中国と合理的に距離を縮める方法

資源開発は、ここからが「チャンス」だ

現在は、資源インフレに一服感がある。だが、世界の資源インフレは、忘れたころにやってくる、「天災」のようなものだ。わが国は中長期的なグランドデザインをベースに戦略的な資源政策を実行すべきだ。レアメタルやレアアースの対応策は、まず足元を固めるところから始めなければならない。

短・中・長期3段階のアプローチで

短期の政策としては、日本はレアアース資源について、今こそ中国をはじめとする資源国に対してできる協力をするべきだ。モノがない時に慌てふためいて、政府ミッションを資源国に送り込むのではなく、将来の資源問題を少しでも緩和させるために、地道な政治的交渉も必要になってくるというものだ。

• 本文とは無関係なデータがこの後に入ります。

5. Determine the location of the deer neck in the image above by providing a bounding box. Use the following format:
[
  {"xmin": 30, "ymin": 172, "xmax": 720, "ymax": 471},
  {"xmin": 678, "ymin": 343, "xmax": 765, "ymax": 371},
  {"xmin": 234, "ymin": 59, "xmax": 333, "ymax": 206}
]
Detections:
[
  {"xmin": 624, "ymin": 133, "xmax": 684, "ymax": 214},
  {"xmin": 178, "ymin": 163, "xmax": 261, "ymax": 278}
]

次に中期的な政策としては、今から長期的な資源の制約を乗り切るために、ある程度の技術流出を覚悟して、ことにあたることだ。企業は存亡をかけて利益を追求するのは当然のことである。しかし日本の国益を考えると、空洞化スピードが遅くなるように制限するような工夫も必要である。技術流出は、いったん堤防が崩れると、なし崩し的に移転が始まり収拾がつかない状況になる可能性もあるからだ。

さらに、長期的政策としては、当然のことながら、資源の確保に動くことである。資源企業の買収(M&A)は、今ならやりやすい環境だ。資源ブームが去ってしまったように見えるので、資源関連企業は弱気になっている。「資源貧国」の日本は対症療法ではなくて、抜本策を講じるべきなのである。そのためには、資源開発に必要な人材育成も必要となる。

「都市鉱山」という造語がもてはやされた時期がある。もちろん、まったくダメというわけではないが、この言葉から、いかにもわれわれの家庭にあるIT家電や携帯電話から、レアメタルが簡単に回収できるような錯覚を持っている人が多い。

だが、少なくとも、この言葉に実態が伴うまでには、20年から30年はかかるのではないだろうか。年々増加する需要増を、過去のスクラップ供給で賄うことができると考えるのも、無理がある。回収コストと処理コストを比較すると、現時点では明らかに回収コストの方が高いので、経済合理性にはなかなか合わないのだ。